The marginal mode is Sigma/(df-p+3) The full distribution mode is Sigma/(df+p+1)
If the DF is large enough those lead to the same setting but not otherwise. In your case the DF is not large enough.
In BSEM you vary the DF parameter as part of the sensitivity analysis. As you increase the DF you get priors with smaller variances.
If you want the variances to be tight enough around 1 you need to choose bigger DF. Also once you decide what DF you want to use perhaps consider the difference between the marginal and full mode formulas above. To match the marginal mode use marginal mode=Sigma/(df-p+3). which with DF=p+2 would be Sigma=5*v.
Alternatively, use the mean formulas instead of the mode. Those are the same for the full and the marginal distributions mean=Sigma/(df-p-1) With DF=p+2, Sigma=v.
Ultimately setting up the prior shouldn't really affect the results.
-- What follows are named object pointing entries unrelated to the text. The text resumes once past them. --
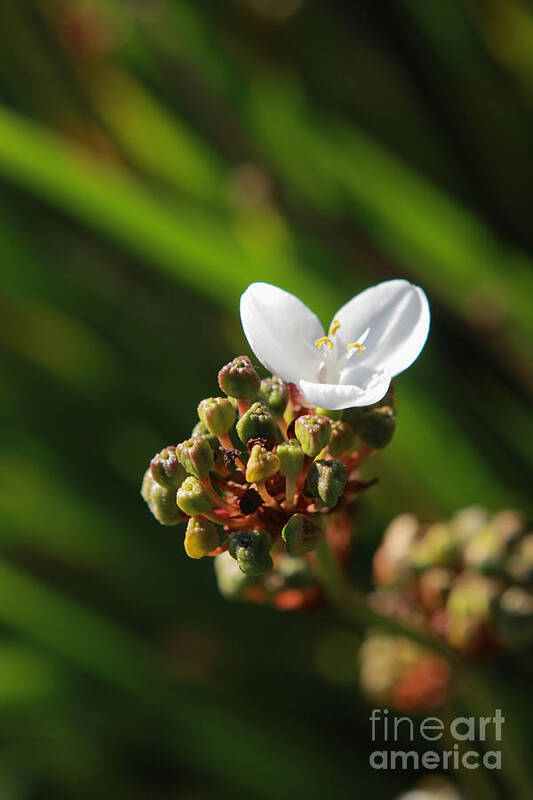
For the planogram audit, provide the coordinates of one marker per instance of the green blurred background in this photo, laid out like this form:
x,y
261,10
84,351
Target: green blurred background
x,y
155,158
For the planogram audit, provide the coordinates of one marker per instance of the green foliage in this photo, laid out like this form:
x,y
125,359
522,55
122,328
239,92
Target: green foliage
x,y
155,158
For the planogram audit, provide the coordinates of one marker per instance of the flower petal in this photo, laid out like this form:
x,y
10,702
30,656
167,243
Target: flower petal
x,y
335,397
392,319
281,331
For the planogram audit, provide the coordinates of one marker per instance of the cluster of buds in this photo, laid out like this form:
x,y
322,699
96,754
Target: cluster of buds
x,y
260,476
397,673
468,581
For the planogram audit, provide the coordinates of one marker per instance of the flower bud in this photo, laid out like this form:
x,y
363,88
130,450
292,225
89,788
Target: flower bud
x,y
231,581
300,535
251,550
161,501
514,616
201,537
468,608
436,548
325,412
261,465
257,423
313,432
342,438
519,565
275,394
239,379
166,469
217,414
196,456
193,498
291,457
327,480
376,426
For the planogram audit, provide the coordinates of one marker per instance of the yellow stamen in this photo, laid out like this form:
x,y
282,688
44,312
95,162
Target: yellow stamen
x,y
335,325
324,340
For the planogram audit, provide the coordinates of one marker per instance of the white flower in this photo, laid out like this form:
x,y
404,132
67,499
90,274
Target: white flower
x,y
372,338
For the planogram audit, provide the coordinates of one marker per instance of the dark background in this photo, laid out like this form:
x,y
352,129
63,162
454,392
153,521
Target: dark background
x,y
155,158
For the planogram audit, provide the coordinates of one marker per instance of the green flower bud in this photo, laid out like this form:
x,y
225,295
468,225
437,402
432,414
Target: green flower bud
x,y
486,551
300,535
217,414
519,565
161,501
251,550
193,498
257,423
261,465
231,581
166,469
201,537
376,426
239,379
202,430
196,456
313,432
275,394
468,609
342,438
291,457
327,480
436,548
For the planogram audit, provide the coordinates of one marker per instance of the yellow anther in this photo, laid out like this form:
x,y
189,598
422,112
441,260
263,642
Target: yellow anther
x,y
324,340
356,346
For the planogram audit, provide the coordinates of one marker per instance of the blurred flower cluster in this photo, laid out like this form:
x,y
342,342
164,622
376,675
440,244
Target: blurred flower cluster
x,y
468,581
398,673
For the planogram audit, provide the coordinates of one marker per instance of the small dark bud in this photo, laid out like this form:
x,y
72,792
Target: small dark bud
x,y
262,441
275,394
327,480
300,535
376,427
229,457
251,550
166,468
257,422
239,379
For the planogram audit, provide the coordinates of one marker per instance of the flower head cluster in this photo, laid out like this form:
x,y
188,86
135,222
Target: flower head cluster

Thank you very much for this explanation. A short follow-up question: One of my factors is uncorrelated with the other two (for all occasions). In this case I guess this factor will have its own IW block, and I will count degrees of freedom for this factor separately from the other two, right? i.e. with ten occasions (and the first variance fixed at 1) the p will be 9 for the covariance matrix for this variable and 18 for the matrix of the other two (which are correlated)? So df will be 9 + whatever value I chose for the first factor and 18 + something for the other two?